The event grew out of “Negro History Week,” the brainchild of noted historian Carter G. Woodson and other prominent African Americans. Woodson chose the second week of February to coincide with the birthdays of Frederick Douglass, a famed abolitionist who escaped from slavery, and President Abraham Lincoln, who formally abolished slavery.
Carter G. Woodson, who is is often deemed as the father of Black History, realized how important it was to give the public a theme to focus on.
According to the Association for the Study of African American Life and History (ASALH), a group started by Woodson, “The intention has never been to dictate or limit the exploration of the Black experience, but to bring to the public’s attention important developments that merit emphasis.”

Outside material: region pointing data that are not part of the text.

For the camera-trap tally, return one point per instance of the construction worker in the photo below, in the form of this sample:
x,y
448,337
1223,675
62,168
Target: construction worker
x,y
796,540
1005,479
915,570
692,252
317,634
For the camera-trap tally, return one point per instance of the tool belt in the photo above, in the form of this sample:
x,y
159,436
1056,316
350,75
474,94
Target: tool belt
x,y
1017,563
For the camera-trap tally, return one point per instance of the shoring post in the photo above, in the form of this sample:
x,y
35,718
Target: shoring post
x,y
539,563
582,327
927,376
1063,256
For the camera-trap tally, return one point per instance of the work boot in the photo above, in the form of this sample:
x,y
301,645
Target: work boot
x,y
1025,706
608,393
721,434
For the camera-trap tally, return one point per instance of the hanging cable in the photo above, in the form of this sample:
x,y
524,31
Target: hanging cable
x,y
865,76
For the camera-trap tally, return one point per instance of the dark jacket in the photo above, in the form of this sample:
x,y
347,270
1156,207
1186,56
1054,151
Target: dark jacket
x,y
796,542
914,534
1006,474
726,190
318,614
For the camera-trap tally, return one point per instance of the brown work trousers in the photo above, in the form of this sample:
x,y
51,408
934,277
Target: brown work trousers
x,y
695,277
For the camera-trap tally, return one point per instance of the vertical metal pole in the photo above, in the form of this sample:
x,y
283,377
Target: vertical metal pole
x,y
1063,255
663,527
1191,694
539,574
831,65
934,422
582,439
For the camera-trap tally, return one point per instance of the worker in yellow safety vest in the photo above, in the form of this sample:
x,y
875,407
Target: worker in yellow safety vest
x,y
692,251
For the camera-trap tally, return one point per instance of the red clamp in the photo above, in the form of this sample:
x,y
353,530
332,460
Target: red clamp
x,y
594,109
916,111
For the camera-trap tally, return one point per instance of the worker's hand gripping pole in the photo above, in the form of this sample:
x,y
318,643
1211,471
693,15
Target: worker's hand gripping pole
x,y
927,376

The theme of Black History Month for 2022 is Black Health and Wellness, which explores "the legacy of not only Black scholars and medical practitioners in Western medicine, but also other ways of knowing (e.g., birthworkers, doulas, midwives, naturopaths, herbalists, etc.) throughout the African Diaspora. The 2022 theme considers activities, rituals and initiatives that Black communities have done to be well."
Other countries around the world, including Canada and the United Kingdom, also devote a month to celebrating Black history.